In this article, the history of animosity between Pakistan and India has caused the slowing of trade between the countries through an inefficient method of transportation. The current system doesn’t allow trucks carrying goods for trade into either country and forces them to unload their goods and have a different truck on the importing country’s side come pick them up and take them to their destination. This is obviously a waste of time and money for both the importing and exporting country and also usually causes damage to the goods being shipped. Most goods are shipped by land and because of this forced transfer of goods between India and Pakistan, trade between surrounding countries (Afghanistan, Nepal, Bhutan, Tajikistan) that are being driven through either of these countries also suffer, especially ones that are land locked and have no other option for mass transportation. Both Pakistan and India have much to gain by streamlining their border crossing process because due to this inefficient system both countries are suffering massive losses to their GDP. In the article it’s mentioned that trade between the countries has been valued at 400 million for the past six years, however it has been estimated that it could instead be between 3 billion and 10 billion. Obviously this is an enormous increase and would be a big boost to both countries’ economies. Also because India and Pakistan are the among the most economically strong countries in the South-East Asia region, low trade between these two countries is a big limitation on growth in this region and if trade increased, both countries, especially India, would significantly strengthen economically.

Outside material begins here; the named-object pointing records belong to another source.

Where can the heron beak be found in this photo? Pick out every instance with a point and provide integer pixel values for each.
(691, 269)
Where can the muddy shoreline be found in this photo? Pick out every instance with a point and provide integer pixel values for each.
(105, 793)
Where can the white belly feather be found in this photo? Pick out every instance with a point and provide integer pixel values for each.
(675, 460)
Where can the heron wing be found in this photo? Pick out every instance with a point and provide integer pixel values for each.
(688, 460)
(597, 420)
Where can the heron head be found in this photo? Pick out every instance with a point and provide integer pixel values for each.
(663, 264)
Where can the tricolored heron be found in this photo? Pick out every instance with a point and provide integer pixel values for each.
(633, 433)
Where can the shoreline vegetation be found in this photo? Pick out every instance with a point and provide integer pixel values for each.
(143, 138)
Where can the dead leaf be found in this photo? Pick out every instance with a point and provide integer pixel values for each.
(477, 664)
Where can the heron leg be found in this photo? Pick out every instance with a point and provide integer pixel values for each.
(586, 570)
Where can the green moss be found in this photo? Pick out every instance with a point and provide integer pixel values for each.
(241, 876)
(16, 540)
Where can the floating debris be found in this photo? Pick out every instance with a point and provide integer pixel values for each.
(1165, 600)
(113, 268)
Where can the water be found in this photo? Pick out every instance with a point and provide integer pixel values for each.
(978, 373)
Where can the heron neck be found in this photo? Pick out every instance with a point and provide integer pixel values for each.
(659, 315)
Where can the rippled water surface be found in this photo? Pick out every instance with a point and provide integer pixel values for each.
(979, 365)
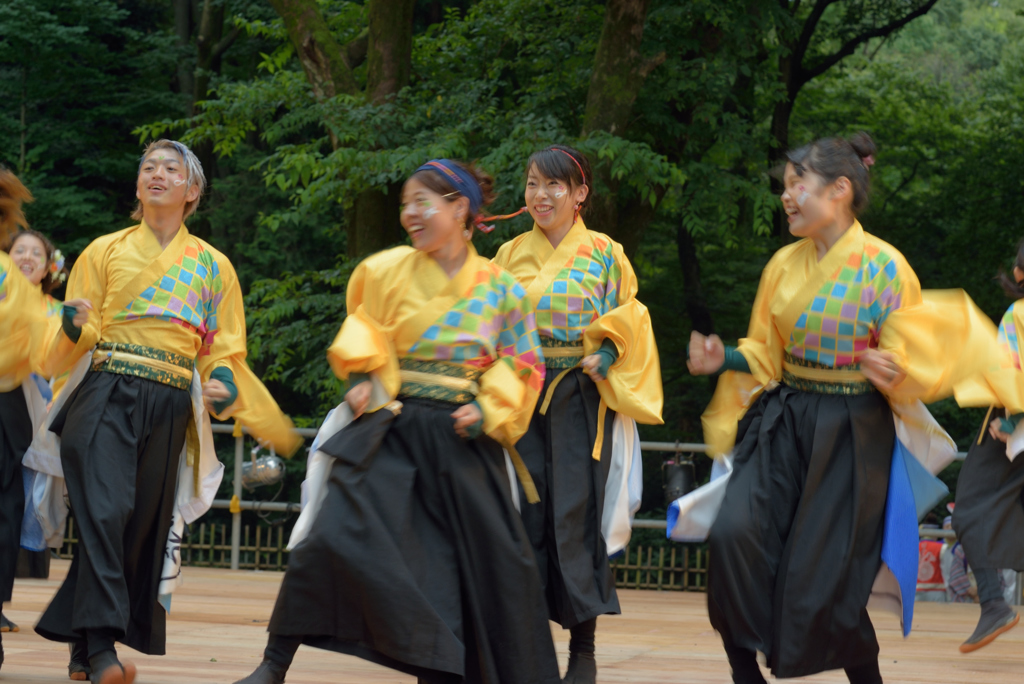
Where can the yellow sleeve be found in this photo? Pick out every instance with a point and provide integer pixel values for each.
(633, 386)
(254, 407)
(23, 325)
(1001, 384)
(946, 345)
(510, 388)
(363, 345)
(736, 391)
(87, 281)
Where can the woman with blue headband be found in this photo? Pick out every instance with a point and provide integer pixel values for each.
(410, 552)
(602, 375)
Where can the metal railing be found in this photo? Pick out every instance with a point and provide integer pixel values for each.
(308, 433)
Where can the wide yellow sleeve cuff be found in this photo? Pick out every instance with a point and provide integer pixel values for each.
(733, 395)
(361, 346)
(507, 403)
(944, 344)
(633, 386)
(256, 410)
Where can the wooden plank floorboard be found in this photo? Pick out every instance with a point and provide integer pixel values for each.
(217, 631)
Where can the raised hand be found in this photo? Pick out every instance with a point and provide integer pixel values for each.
(707, 354)
(881, 370)
(358, 397)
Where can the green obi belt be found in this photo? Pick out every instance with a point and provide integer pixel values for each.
(810, 377)
(438, 380)
(157, 365)
(560, 355)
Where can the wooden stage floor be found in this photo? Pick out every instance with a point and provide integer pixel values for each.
(216, 634)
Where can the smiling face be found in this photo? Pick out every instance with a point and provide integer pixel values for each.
(810, 204)
(430, 219)
(163, 181)
(551, 202)
(29, 255)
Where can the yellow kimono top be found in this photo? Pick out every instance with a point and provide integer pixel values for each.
(183, 299)
(23, 326)
(585, 292)
(425, 335)
(1001, 385)
(812, 316)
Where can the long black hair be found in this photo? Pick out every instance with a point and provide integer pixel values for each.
(1013, 288)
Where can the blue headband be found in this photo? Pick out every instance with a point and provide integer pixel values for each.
(463, 181)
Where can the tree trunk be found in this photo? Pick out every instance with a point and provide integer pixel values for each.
(780, 142)
(389, 54)
(375, 225)
(693, 298)
(620, 70)
(320, 53)
(182, 30)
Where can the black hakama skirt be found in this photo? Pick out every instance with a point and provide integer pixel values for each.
(989, 513)
(564, 527)
(15, 436)
(417, 559)
(121, 440)
(797, 546)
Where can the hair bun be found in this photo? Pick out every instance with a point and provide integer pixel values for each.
(864, 146)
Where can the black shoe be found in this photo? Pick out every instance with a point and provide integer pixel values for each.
(107, 669)
(996, 617)
(266, 673)
(6, 625)
(78, 665)
(582, 670)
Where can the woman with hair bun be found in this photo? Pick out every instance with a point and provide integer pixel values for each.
(410, 552)
(24, 331)
(808, 410)
(602, 375)
(36, 257)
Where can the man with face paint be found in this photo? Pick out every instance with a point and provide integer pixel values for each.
(23, 330)
(154, 338)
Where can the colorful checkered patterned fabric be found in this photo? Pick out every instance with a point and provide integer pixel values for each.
(188, 295)
(584, 290)
(845, 317)
(1008, 338)
(493, 322)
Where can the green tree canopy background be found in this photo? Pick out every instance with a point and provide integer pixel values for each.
(309, 114)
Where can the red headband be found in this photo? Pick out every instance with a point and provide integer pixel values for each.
(584, 175)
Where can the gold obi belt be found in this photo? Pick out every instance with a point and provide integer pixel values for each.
(810, 377)
(438, 380)
(157, 365)
(559, 355)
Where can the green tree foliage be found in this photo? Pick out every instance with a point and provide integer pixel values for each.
(722, 87)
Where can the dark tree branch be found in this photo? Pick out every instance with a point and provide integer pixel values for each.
(804, 76)
(810, 26)
(904, 182)
(354, 51)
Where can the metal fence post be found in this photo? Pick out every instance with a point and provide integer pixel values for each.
(237, 517)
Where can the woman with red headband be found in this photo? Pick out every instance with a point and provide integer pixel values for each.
(819, 414)
(410, 552)
(601, 364)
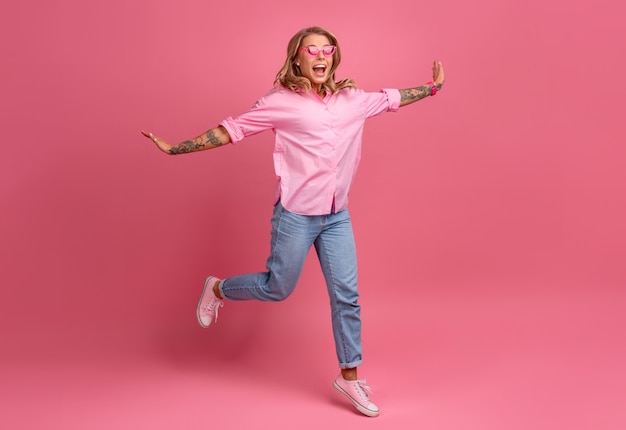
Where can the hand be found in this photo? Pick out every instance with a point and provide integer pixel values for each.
(438, 77)
(160, 143)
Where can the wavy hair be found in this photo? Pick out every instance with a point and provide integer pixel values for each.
(290, 76)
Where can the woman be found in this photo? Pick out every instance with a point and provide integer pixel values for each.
(318, 125)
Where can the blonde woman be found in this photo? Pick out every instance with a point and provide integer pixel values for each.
(318, 125)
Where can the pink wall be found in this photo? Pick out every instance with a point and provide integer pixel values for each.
(512, 177)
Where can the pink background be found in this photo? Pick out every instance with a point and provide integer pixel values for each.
(489, 219)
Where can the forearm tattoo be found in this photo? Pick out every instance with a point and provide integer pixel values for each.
(198, 144)
(414, 94)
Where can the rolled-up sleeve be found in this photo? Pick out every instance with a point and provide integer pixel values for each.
(254, 121)
(386, 100)
(393, 96)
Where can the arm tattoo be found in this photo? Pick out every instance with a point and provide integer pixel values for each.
(197, 144)
(414, 94)
(212, 138)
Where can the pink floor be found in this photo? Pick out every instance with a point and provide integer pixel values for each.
(463, 358)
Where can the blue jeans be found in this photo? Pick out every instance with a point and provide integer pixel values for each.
(292, 237)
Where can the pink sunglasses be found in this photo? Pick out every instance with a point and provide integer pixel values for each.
(313, 51)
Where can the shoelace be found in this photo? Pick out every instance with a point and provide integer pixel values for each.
(361, 388)
(211, 306)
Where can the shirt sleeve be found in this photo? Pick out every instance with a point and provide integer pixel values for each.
(387, 100)
(254, 121)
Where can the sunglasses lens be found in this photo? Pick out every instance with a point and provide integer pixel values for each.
(329, 50)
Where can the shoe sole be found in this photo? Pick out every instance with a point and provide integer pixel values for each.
(206, 283)
(356, 404)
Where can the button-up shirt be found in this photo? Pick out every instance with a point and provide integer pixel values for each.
(317, 142)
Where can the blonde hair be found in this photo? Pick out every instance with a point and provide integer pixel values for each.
(290, 76)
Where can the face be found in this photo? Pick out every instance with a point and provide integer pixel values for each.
(315, 68)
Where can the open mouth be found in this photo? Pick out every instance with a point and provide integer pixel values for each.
(319, 70)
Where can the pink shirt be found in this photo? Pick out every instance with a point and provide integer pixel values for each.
(318, 142)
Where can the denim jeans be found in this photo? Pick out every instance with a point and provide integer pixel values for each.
(292, 237)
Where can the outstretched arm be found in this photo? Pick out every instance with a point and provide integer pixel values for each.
(213, 138)
(411, 95)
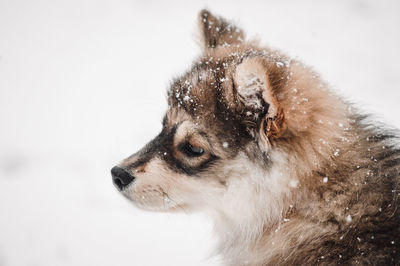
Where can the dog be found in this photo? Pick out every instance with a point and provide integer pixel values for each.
(289, 172)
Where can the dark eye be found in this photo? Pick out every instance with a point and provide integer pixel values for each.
(192, 151)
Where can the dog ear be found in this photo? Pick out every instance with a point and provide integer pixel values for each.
(216, 31)
(258, 107)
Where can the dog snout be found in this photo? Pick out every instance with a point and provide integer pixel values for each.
(121, 177)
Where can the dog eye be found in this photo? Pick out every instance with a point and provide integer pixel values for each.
(192, 151)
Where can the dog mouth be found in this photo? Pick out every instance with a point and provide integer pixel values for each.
(151, 199)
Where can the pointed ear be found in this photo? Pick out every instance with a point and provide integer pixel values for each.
(258, 106)
(216, 31)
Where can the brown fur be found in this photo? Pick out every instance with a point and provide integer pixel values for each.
(291, 174)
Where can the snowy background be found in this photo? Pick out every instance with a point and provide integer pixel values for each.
(82, 85)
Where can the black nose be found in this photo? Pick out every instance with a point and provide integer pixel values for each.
(121, 177)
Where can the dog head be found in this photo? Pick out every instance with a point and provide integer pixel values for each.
(227, 118)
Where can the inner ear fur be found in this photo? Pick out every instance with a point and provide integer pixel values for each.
(258, 103)
(216, 31)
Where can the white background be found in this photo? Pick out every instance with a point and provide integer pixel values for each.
(82, 85)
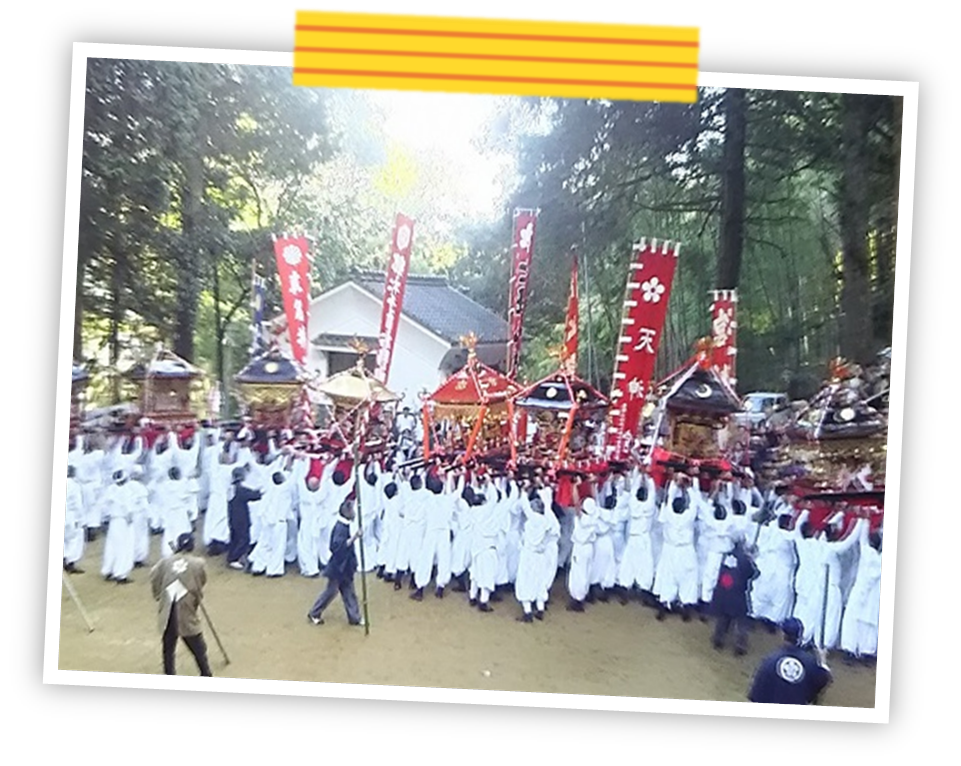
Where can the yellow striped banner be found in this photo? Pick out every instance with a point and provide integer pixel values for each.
(492, 54)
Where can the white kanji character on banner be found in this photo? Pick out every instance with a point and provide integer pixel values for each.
(403, 240)
(722, 326)
(527, 236)
(645, 340)
(295, 286)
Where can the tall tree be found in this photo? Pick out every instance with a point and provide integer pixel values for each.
(732, 191)
(856, 329)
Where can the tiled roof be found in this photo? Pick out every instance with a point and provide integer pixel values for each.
(434, 304)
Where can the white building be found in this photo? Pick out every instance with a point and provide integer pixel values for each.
(428, 348)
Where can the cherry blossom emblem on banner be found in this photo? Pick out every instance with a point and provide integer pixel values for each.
(293, 268)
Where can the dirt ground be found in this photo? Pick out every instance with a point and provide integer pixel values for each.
(611, 649)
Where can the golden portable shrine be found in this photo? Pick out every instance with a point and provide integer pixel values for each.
(78, 387)
(348, 391)
(270, 387)
(470, 411)
(568, 414)
(167, 387)
(839, 439)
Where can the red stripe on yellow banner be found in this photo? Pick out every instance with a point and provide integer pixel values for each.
(473, 53)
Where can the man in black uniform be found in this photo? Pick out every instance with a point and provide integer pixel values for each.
(340, 569)
(729, 602)
(790, 676)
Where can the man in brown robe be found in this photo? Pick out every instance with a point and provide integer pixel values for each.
(177, 583)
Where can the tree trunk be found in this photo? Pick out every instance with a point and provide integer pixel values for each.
(732, 191)
(116, 316)
(188, 278)
(78, 311)
(855, 331)
(219, 329)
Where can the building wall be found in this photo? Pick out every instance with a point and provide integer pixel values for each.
(417, 355)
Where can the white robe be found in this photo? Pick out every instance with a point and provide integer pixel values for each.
(676, 575)
(603, 562)
(118, 549)
(216, 519)
(772, 594)
(310, 504)
(393, 527)
(268, 554)
(415, 519)
(73, 523)
(463, 527)
(534, 574)
(637, 563)
(486, 529)
(582, 552)
(859, 627)
(365, 547)
(436, 548)
(141, 521)
(90, 477)
(175, 501)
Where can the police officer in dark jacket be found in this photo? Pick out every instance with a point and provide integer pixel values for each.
(729, 602)
(340, 568)
(238, 516)
(791, 675)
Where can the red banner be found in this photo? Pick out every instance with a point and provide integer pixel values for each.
(645, 309)
(293, 267)
(569, 351)
(724, 324)
(525, 221)
(395, 282)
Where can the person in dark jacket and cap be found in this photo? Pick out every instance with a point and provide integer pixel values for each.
(177, 583)
(791, 675)
(341, 568)
(238, 513)
(730, 599)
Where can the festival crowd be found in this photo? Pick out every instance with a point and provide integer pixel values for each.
(682, 543)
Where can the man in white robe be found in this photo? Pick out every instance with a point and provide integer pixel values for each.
(415, 520)
(534, 577)
(483, 566)
(636, 570)
(676, 581)
(268, 554)
(859, 626)
(73, 537)
(772, 594)
(310, 507)
(118, 549)
(176, 498)
(141, 516)
(582, 552)
(435, 550)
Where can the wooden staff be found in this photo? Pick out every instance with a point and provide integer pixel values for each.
(359, 427)
(76, 599)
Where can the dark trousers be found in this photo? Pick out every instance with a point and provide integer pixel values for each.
(345, 587)
(723, 627)
(195, 644)
(239, 535)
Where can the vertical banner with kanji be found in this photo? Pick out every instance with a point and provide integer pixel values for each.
(569, 350)
(724, 326)
(645, 309)
(525, 222)
(395, 282)
(293, 267)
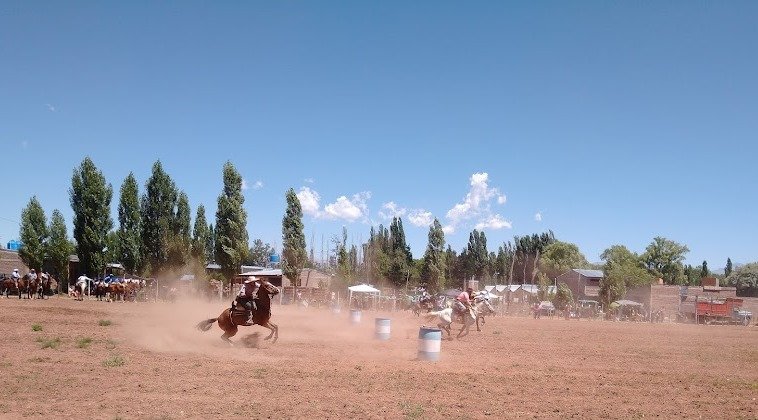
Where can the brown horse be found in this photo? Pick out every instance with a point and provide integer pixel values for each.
(230, 319)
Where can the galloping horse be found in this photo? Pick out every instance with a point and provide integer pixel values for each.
(229, 320)
(445, 319)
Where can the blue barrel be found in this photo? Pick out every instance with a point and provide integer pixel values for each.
(382, 329)
(355, 316)
(429, 343)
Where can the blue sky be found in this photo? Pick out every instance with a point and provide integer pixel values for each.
(610, 122)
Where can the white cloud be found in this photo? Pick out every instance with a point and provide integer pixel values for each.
(348, 209)
(390, 210)
(420, 217)
(493, 222)
(476, 203)
(309, 201)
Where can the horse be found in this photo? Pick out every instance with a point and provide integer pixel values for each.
(483, 308)
(445, 319)
(230, 319)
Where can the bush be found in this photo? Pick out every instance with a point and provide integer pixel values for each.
(83, 343)
(46, 343)
(114, 361)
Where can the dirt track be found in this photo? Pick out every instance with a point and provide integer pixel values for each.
(152, 363)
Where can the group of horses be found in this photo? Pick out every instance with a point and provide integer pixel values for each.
(27, 287)
(113, 291)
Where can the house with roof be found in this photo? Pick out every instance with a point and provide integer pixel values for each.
(584, 284)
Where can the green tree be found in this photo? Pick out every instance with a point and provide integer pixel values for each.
(180, 239)
(157, 210)
(433, 267)
(90, 198)
(564, 298)
(33, 234)
(560, 257)
(130, 226)
(231, 223)
(745, 278)
(58, 246)
(200, 233)
(663, 258)
(293, 239)
(210, 244)
(259, 253)
(112, 247)
(476, 257)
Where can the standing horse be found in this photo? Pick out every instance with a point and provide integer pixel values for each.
(445, 319)
(230, 319)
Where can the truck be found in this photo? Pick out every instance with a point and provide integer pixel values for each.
(721, 311)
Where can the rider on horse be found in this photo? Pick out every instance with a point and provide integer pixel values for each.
(15, 277)
(463, 303)
(247, 295)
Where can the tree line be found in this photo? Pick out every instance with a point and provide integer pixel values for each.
(155, 235)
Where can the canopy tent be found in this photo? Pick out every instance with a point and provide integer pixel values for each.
(625, 302)
(362, 288)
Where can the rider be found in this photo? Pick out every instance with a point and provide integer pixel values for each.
(463, 303)
(247, 296)
(15, 277)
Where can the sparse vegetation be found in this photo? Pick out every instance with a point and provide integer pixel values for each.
(83, 343)
(47, 343)
(114, 361)
(412, 411)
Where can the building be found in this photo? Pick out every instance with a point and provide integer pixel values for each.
(9, 260)
(584, 284)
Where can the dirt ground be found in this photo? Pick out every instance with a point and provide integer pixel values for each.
(151, 362)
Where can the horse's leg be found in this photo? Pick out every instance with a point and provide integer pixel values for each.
(274, 330)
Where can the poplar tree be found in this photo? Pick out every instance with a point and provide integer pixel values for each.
(33, 234)
(129, 231)
(231, 242)
(433, 269)
(90, 199)
(157, 211)
(58, 246)
(200, 235)
(293, 239)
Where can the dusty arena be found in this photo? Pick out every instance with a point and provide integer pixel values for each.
(61, 358)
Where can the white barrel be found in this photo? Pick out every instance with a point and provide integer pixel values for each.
(429, 343)
(355, 316)
(382, 329)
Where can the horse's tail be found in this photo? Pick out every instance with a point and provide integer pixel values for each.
(205, 325)
(431, 316)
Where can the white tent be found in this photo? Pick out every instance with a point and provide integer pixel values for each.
(362, 288)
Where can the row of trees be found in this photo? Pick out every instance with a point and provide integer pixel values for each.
(153, 234)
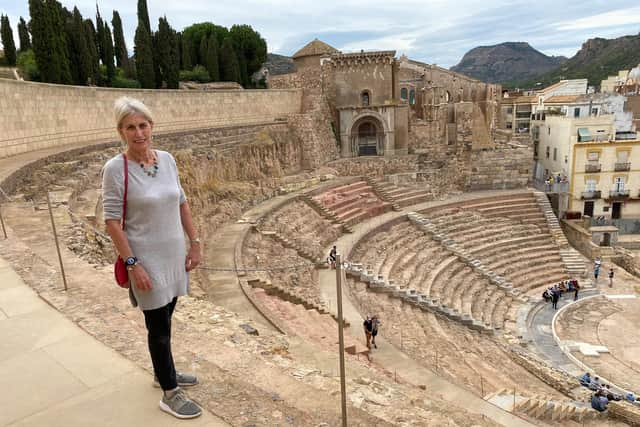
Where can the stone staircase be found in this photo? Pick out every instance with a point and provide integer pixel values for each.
(324, 212)
(411, 296)
(302, 251)
(382, 193)
(572, 259)
(287, 295)
(542, 408)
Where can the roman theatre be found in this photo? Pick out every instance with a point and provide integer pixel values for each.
(400, 165)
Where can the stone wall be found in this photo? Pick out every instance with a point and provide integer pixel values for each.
(625, 412)
(37, 115)
(500, 168)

What both countries should do is to allow free entry of cargo trucks from both countries, therefore eliminating the costly and potentially goods damaging transfer process. Also because both countries are part of the South Asia Free Trade Area, trade between both countries would increase and as a result so would the GDP’s of both countries and the surrounding countries, as they too would have easier access to the markets in India and Pakistan. International trade would increase as well because the land locked countries around India and Pakistan, such as Afghanistan, Nepal and Bhutan would have access to the ports in both countries and allow for greater ease in shipping their goods around the world.